Results of a Schering-Plough Corporation phase-II trial of SCH 530348, a novel oral thrombin receptor antagonist (TRA), were published in The Lancet and demonstrated that the investigational antiplatelet compound met its primary endpoints of safety and tolerability. TRA showed no increase in major and minor Thrombolysis in Myocardial Infarction (TIMI)-scale bleeding when given with current standard antiplatelet therapy (aspirin and clopidogrel) for patients undergoing percutaneous coronary intervention (PCI), commonly known as balloon angioplasty with stenting.
"The results of this study are encouraging as they support the viability of TRA as a potential new antiplatelet therapy option," said Richard Becker, director of the Duke Cardiovascular Thrombosis Center and lead author of the study. "TRA appears to work in a novel way that is complementary to current antiplatelet therapies," he further commented.
Another important result from the Thrombin Receptor Antagonist Percutaneous Coronary Intervention (TRA-PCI) trial was the rate of thrombin-receptor agonist peptide (TRAP)-induced platelet aggregation inhibition, a secondary endpoint. Thrombin is the most potent platelet activator, which leads to platelet aggregation and the development of blood clots. In the study, TRA showed a much higher TRAP-induced platelet aggregation inhibition compared to standard of care alone in both loading and maintenance doses.
"In this study, TRA, when given with aspirin and clopidogrel, was able to inhibit the aggregation of platelets even when exposed to a very potent stimulant (TRAP-thrombin receptor agonist peptide)," said Enrico Veltri, group vice president of global clinical research, cardiovascular and metabolic disease, Schering-Plough Research Institute. "These data, along with subsequent data from phase-II acute coronary syndromes (ACS) and stroke studies conducted in Japan, suggest that TRA is a novel medication that targets a pathway to platelet aggregation not addressed by existing medications."

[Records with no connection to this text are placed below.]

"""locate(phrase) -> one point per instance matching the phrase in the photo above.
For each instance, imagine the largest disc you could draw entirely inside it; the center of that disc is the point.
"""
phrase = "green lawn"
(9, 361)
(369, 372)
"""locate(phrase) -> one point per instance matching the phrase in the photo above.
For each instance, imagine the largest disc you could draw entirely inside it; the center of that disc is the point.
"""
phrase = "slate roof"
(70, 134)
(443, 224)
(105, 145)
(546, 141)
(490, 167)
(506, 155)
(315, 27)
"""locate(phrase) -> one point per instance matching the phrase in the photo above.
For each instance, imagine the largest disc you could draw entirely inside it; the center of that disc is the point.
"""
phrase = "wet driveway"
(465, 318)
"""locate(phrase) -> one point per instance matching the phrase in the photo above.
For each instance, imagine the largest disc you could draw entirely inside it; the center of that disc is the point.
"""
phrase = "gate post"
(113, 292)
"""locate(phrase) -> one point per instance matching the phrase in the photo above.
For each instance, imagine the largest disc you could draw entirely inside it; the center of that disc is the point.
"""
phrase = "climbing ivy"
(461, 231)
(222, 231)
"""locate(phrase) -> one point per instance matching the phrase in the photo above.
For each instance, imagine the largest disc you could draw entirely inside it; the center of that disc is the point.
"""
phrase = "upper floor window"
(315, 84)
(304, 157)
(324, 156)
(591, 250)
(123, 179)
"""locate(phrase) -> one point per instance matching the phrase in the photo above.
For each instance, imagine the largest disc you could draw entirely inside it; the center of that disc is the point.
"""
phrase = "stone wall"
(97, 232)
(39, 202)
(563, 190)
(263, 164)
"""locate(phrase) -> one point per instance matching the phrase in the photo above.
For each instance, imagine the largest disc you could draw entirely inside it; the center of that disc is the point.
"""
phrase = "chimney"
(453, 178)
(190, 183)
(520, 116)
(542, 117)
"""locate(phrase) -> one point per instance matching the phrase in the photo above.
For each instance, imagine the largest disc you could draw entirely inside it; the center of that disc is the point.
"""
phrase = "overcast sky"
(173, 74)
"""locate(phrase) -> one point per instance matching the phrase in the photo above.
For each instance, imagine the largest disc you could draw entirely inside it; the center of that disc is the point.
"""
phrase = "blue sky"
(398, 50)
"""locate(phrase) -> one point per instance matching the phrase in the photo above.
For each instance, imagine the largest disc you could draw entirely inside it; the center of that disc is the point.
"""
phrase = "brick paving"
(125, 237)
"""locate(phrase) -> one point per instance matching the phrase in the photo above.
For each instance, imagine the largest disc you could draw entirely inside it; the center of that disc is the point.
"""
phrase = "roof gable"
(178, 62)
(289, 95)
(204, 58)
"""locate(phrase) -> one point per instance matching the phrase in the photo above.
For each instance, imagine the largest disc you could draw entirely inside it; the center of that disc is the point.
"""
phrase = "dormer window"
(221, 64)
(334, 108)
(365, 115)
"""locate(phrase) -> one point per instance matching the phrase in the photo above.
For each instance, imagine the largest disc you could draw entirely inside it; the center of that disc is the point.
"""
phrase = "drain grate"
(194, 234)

The 1,030-patient TRA-PCI trial was designed to evaluate the safety and tolerability of TRA in patients undergoing PCI. A secondary objective was to assess whether patients treated with the compound in addition to standard-of-care therapies had fewer cardiovascular events such as heart attack, need for urgent coronary revascularization, or death at 60 days compared to patients treated with the standard of care alone. While not powered to establish efficacy, the study did report a non-statistically significant 46 per cent reduction in cardiovascular events at the highest TRA dose tested compared to standard of care alone. Preliminary results were presented in March 2007 at the American College of Cardiology/i2 Summit in New Orleans by David J Moliterno, chief of Cardiovascular Medicine, University of Kentucky College of Medicine, and Medical Director of the Linda and Jack Gill Heart Institute, on behalf of the TRA-PCI investigators.
The investigational antiplatelet TRA is being developed by Schering-Plough for the prevention and treatment of atherothrombotic events in patients with acute coronary syndrome and in those with prior myocardial infarction or stroke, as well as in patients with existing peripheral arterial disease.